Treatment rates within 1 year of a hip fracture ranged from 11.5% to 37% in most countries, though the rate was highest in the U.K. at 50.3%. Men had a lower treatment rate compared with women across all countries.

All-cause mortality within 1 year of a hip fracture declined in seven countries and remained stable in the remaining nations. Men had a higher mortality rate compared with women.

“There is a sex disparity with a more significant burden of hip fractures being observed in men than in women,” Cheung said. “Men have a much lower treatment rate and a greater-fold increase in the projected hip fracture number by 2050. As osteoporosis is commonly perceived as a ‘woman’s disease,’ osteoporosis in men is widely neglected.
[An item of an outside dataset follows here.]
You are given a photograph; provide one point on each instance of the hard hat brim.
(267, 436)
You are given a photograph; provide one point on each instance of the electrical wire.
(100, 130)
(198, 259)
However, such sex disparity is greater than I expected.”

Across all sites excluding Japan and the U.S. Medicare database, there were 983,056 hip fractures in 2018. That number is expected to increase by 1.91-fold to 1,873,078 hip fractures in 2050. Hip fractures are projected to increase by 1.67-fold among women and 2.44-fold among men.

Cheung said the projected increase in hip fractures reveals a need for providers to make a greater effort to prevent fractures.

“We should encourage the optimal use of anti-osteoporosis agents,” Cheung said. “Moreover, we should also consider a more proactive approach, like population screening, to identify the high-risk patients earlier for a timely intervention. Enhanced systems of care, such as fall prevention programs and fracture liaison services, are also crucial in reducing the fracture. Last but not least, education is always important. Health care professionals and the general public should understand that osteoporosis is not a ‘woman’s disease.’ Since hip fracture leads to a higher mortality rate in men than in women, prevention of hip fractures and timely treatment of osteoporosis should be enhanced in both women and men.”